To Ensemble – to Assemble – to Assemblage: Cranky Bodies a/company in immer weiter ausschweifenden Zusammenhängen

Essay von Jette Büchsenschütz

To Ensemble

An einem spätsommerlichen Abend in einem Berliner Park: Eine Gruppe von Performer*innen – ausgestattet mit teils flexiblen, teils starren Gegenständen, Textilien und anderen Materialien – bewegt sich zwischen Bäumen, Spaziergängern, Hunden, Picknickgruppen… Den Parkraum erkundend, bilden sich Duette, Trios, Gruppenformationen und trennen sich wieder. Es entsteht ein farbiges Spiel, das für kurze Momente alles und alle in Mitspieler*innen verwandelt. Nicht zufällig lautete die vereinbarte Spielregel „completing the form“. Auch eine unvermutet auftauchende Gruppe Teenager, die spontan eingeladen wird, Musik zu spielen, wird zum flüchtigen Mitspieler der improvisierten Performance. Der Parkraum selbst wird zu einer durchlässigen Versammlung in Bewegung, die nicht in der Materialität einzelner Körper existiert, sondern aus den Relationen hervorgeht, in die sie sich einlassen. Und ihre Akteure sind mannigfaltig: Menschen, Dinge, Pflanzen, Tiere, Wind, Licht, Geräusche … Ein harmonisches und dennoch unkontrollierbares Spannungsfeld entsteht zwischen der kurzfristigen Herstellung einer sozialen Ordnung und den Momenten ihres Zerfalls – und damit auch impliziter Hierarchien.

Praktiken und Strategien der Improvisation bilden den Kern der Arbeitsweise von Cranky Bodies a/company.
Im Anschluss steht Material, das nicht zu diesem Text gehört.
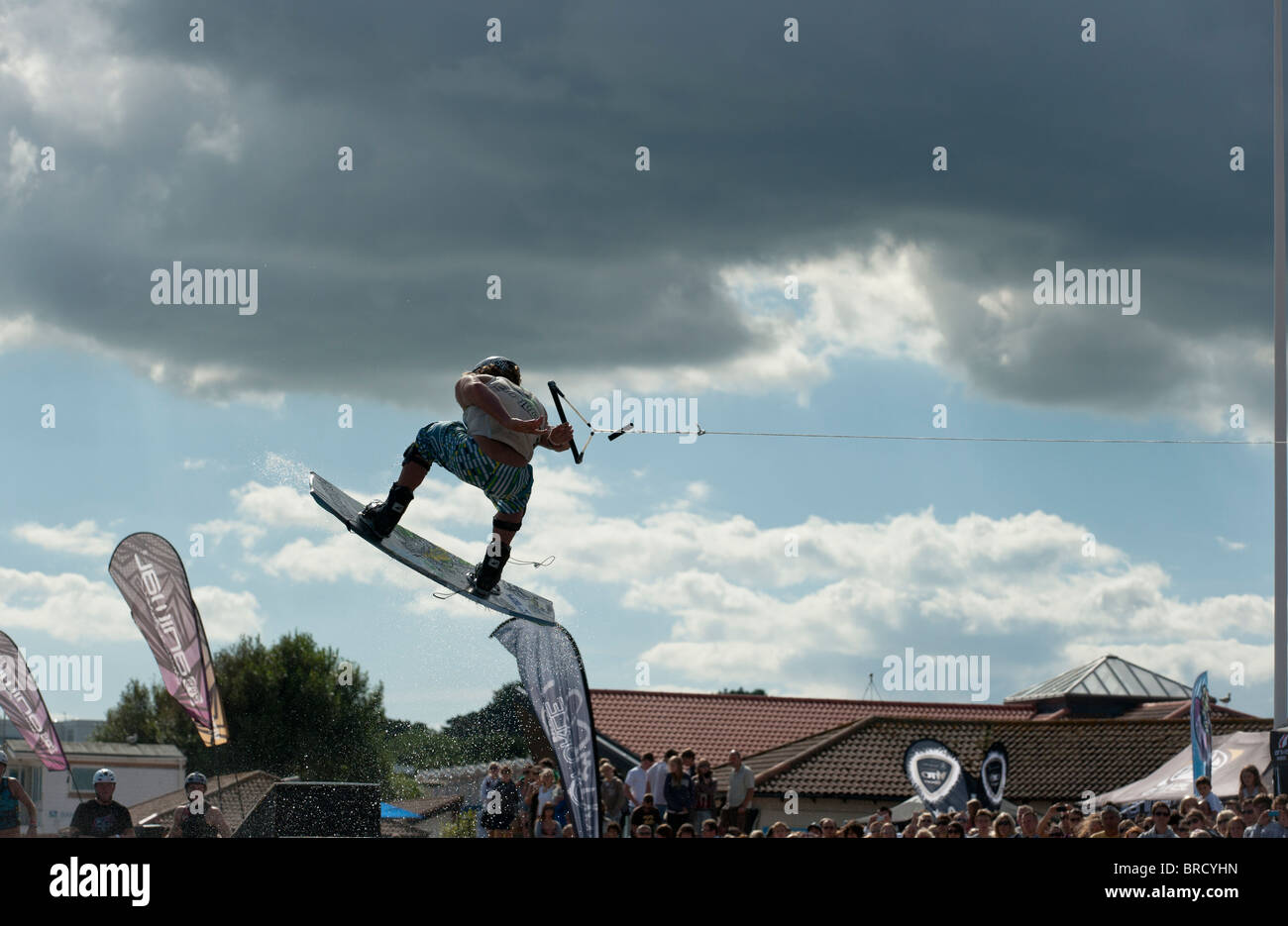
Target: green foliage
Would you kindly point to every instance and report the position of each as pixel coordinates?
(287, 714)
(463, 828)
(497, 730)
(421, 747)
(290, 714)
(153, 716)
Das Ensemble, das 2020 mitten in der Pandemie vom Berliner Tänzer und Choreografen Peter Pleyer und dem Bühnen- und Kostümbildner Michiel Keuper gegründet wurde, baut nicht nur auf dem langjährigen Zusammenwirken von Peters choreografischer Arbeit und Michiels skulpturaler Kompositionen auf, sondern ebenso auf dem bewährten Zusammenspiel der Tänzer*innen Asaf Aharonson, Caroline Neill Alexander, Aleksandra Borys, Márcio Kerber Canabarro, Oliver Connew, Mor Demer, Bjørn Ivan Ekemark/Ivanka Tramp, Eszter Gál, Anna Nowicka, Ka Rustler, Marysia Stokłosa, Alistair Watts und des Musikers Marc Lohr, die trotz unterschiedlicher Lebens- und Arbeitsorte, trotz Krisen und Umbrüchen, seit Jahren immer wieder in wechselnden Konstellationen zusammenkommen. Gemeinsam entstanden seit 2014 Stücke wie Visible Undercurrent, Cranky Bodies Dance Reset (2017), das seit 2016 andauernde deutsch- polnische Austauschprojekt Moving the Mirror, das performative Filmprojekt Terrestrial Transit (2022) mit der Filmemacherin Stella Horta – und improvisierte Begegnungen im öffentlichen Raum wie die eingangs beschriebenen Szene und Workshops. Ob in Stolzenhagen/Ponderosa, in Polen oder in Berlin, das Entwickeln eines Stückes ist untrennbar mit dem Unterrichten und Co-Working verbunden – also mit ihrer Art, immer weitere Gemeinschaften zu bilden.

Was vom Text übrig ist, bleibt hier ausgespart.